Michele Small

At 46 years old, Michele Small finds herself the adopted parent of twin boys and a girl. Her circumstances were not entirely planned, but she’s happy with the way it has turned out.

“At this age, I could be traveling the world, but I’m fine with it,” she jokes.

Small is an Upper Darby resident who works in the obstetric-gynecological doctor’s office at Delaware County Memorial Hospital. About 4 ½ years ago, when her niece was just 7 months old, she decided to take over her care because the child’s mother was a drug user who was often in trouble with the law.

When the child was 2 years old, she said she wanted a sister. Small couldn’t find her a sister, but agreed to become a foster mother for twin infant boys whose mother was murdered. “So now I have three little ones I have adopted, and I’m a single parent,” she says.

Small is receiving assistance from the Women, Infants and Children’s Program (WIC), a federally funded effort that provides critical nutritional advice and breastfeeding support to about 9,500 women in Delaware County. Infants and children up to age 5, including foster children, are eligible.

Through WIC, Small receives vouchers to purchase food, nutritional information, referrals to health and social service agencies, and other services helpful to mothers.

“I would rate it a 10,” she says about the program and the way it is administered in the county. “It’s excellent.”

Small is not a stranger to mothering — she has a biological son who is 28 years old. Nevertheless, she picks up useful information from the program, and she believes the children are better off nutritionally because of it.

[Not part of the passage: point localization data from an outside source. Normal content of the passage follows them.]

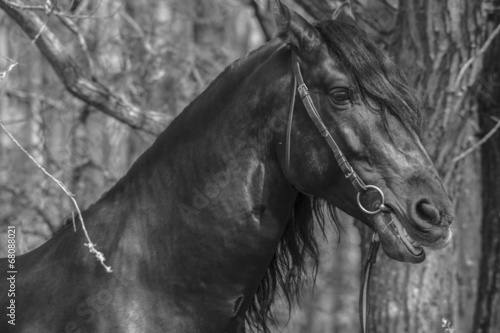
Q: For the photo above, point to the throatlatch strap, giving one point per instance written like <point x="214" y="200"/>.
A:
<point x="344" y="165"/>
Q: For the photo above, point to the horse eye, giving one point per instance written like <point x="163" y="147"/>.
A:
<point x="341" y="95"/>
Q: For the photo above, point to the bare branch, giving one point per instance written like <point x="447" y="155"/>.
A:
<point x="81" y="84"/>
<point x="479" y="143"/>
<point x="90" y="245"/>
<point x="476" y="56"/>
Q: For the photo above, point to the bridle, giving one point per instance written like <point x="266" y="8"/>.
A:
<point x="348" y="171"/>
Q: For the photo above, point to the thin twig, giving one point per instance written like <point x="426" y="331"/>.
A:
<point x="90" y="245"/>
<point x="471" y="60"/>
<point x="479" y="143"/>
<point x="13" y="64"/>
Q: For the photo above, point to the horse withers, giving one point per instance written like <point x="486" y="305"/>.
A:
<point x="218" y="216"/>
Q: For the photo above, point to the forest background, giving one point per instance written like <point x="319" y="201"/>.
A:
<point x="85" y="85"/>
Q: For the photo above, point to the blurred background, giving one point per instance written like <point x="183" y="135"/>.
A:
<point x="110" y="75"/>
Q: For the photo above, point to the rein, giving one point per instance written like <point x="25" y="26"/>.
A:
<point x="349" y="173"/>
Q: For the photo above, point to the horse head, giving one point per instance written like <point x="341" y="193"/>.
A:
<point x="375" y="119"/>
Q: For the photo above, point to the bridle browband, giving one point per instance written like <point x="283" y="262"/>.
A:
<point x="348" y="171"/>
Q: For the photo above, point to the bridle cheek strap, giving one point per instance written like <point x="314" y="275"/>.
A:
<point x="344" y="165"/>
<point x="349" y="173"/>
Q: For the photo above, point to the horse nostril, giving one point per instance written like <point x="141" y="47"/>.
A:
<point x="427" y="212"/>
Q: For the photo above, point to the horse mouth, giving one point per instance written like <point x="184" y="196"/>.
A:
<point x="396" y="241"/>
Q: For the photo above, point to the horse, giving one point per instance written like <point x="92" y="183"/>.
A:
<point x="218" y="217"/>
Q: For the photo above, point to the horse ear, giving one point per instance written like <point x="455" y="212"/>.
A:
<point x="344" y="12"/>
<point x="294" y="29"/>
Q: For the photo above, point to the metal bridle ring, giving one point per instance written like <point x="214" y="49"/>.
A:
<point x="379" y="209"/>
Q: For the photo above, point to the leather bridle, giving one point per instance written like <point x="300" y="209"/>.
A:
<point x="348" y="171"/>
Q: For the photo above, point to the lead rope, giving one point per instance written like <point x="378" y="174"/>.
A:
<point x="363" y="299"/>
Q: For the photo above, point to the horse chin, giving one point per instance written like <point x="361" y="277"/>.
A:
<point x="395" y="241"/>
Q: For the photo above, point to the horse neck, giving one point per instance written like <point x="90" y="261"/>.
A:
<point x="212" y="175"/>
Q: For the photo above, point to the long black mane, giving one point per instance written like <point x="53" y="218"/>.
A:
<point x="385" y="89"/>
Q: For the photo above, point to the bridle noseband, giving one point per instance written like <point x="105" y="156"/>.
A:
<point x="348" y="171"/>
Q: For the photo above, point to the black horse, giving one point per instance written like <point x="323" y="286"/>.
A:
<point x="217" y="216"/>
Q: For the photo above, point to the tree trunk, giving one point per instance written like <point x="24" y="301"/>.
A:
<point x="432" y="41"/>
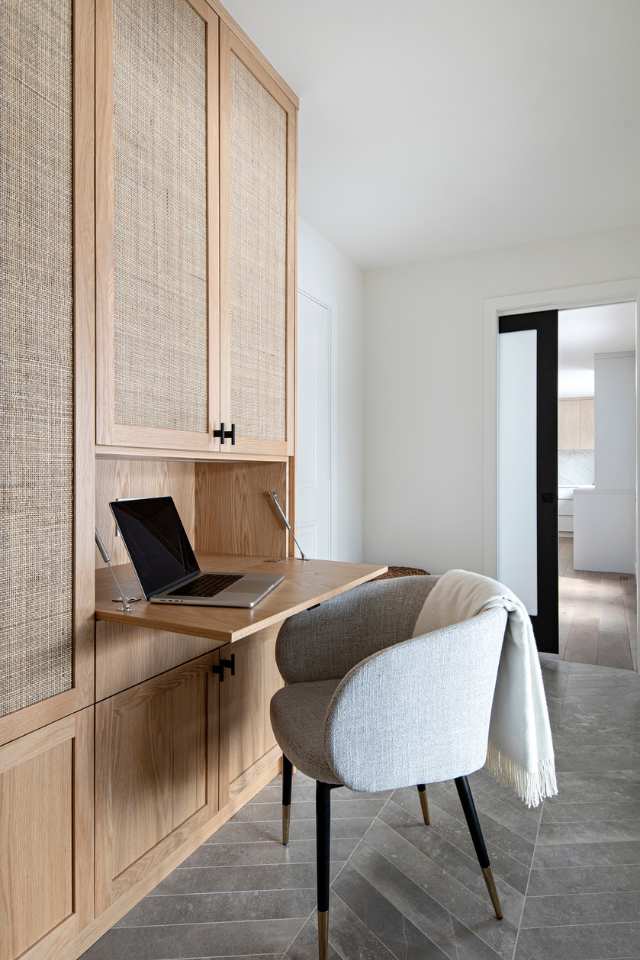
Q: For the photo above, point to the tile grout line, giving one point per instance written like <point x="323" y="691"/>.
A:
<point x="343" y="864"/>
<point x="431" y="896"/>
<point x="524" y="899"/>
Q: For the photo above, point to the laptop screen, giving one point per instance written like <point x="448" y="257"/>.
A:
<point x="156" y="540"/>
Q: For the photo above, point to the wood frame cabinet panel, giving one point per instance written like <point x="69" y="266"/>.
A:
<point x="156" y="772"/>
<point x="109" y="432"/>
<point x="20" y="722"/>
<point x="46" y="837"/>
<point x="231" y="46"/>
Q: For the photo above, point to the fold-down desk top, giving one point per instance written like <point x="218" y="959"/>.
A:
<point x="305" y="584"/>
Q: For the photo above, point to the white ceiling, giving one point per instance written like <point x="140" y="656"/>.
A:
<point x="436" y="127"/>
<point x="583" y="333"/>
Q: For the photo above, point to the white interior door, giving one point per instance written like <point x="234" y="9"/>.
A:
<point x="313" y="449"/>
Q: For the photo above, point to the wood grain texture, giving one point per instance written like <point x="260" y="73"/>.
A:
<point x="127" y="655"/>
<point x="233" y="512"/>
<point x="244" y="38"/>
<point x="157" y="871"/>
<point x="29" y="718"/>
<point x="108" y="430"/>
<point x="305" y="584"/>
<point x="233" y="52"/>
<point x="141" y="478"/>
<point x="204" y="456"/>
<point x="156" y="772"/>
<point x="46" y="837"/>
<point x="245" y="725"/>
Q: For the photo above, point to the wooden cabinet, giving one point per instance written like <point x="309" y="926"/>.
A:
<point x="195" y="234"/>
<point x="46" y="384"/>
<point x="246" y="737"/>
<point x="46" y="838"/>
<point x="156" y="772"/>
<point x="576" y="423"/>
<point x="257" y="240"/>
<point x="157" y="224"/>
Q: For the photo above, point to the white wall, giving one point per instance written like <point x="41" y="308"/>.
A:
<point x="424" y="389"/>
<point x="326" y="274"/>
<point x="615" y="421"/>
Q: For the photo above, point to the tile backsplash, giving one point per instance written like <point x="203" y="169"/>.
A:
<point x="575" y="467"/>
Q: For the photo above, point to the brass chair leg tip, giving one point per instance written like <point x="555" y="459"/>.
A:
<point x="323" y="934"/>
<point x="424" y="804"/>
<point x="286" y="818"/>
<point x="487" y="873"/>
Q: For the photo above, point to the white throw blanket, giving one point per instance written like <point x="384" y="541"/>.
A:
<point x="520" y="746"/>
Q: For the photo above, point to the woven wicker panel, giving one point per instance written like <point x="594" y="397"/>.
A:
<point x="36" y="352"/>
<point x="160" y="215"/>
<point x="258" y="233"/>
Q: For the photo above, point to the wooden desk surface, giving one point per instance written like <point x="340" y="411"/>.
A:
<point x="305" y="584"/>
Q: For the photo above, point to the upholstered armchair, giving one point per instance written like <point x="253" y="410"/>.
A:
<point x="370" y="707"/>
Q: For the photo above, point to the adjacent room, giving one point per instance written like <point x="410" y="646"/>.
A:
<point x="319" y="480"/>
<point x="596" y="484"/>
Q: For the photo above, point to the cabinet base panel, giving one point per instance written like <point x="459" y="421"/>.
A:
<point x="264" y="773"/>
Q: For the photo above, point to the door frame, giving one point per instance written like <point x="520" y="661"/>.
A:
<point x="332" y="405"/>
<point x="561" y="298"/>
<point x="545" y="621"/>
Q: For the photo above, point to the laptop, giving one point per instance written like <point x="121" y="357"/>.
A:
<point x="165" y="563"/>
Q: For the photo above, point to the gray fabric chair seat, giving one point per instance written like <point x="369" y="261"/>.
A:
<point x="298" y="715"/>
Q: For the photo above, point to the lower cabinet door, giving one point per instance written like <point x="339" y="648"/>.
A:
<point x="246" y="739"/>
<point x="46" y="838"/>
<point x="156" y="772"/>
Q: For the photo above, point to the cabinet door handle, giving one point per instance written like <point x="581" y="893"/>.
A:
<point x="223" y="434"/>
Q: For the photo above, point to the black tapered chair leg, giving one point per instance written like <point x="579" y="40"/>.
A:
<point x="323" y="859"/>
<point x="287" y="779"/>
<point x="424" y="803"/>
<point x="471" y="816"/>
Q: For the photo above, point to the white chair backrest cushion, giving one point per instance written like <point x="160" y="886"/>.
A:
<point x="418" y="711"/>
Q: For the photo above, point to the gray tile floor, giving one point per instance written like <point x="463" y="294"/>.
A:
<point x="568" y="874"/>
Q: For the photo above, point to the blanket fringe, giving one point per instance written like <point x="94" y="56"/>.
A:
<point x="532" y="786"/>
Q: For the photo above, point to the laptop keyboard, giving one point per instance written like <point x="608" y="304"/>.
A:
<point x="208" y="585"/>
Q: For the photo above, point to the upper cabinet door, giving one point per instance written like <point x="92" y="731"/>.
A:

When she goes to the supermarket with her WIC check, she also has at her fingertips nutritional information provided by the program. It tells her how much meat, grains and dairy her children should have in their diet, and what kinds of foods she is entitled to buy with her check. She also receives helpful tips about food preparation, such as how to handle frozen meats.

Small is so pleased with the program that she has become an unofficial ambassador for it. Through her job, she is always around pregnant women and young mothers. Small enthusiastically tells the women who can benefit from WIC how and where to apply for it.

For her, it is a godsend. “I never thought I would be raising kids again,” she says. “I can’t imagine my life without WIC.”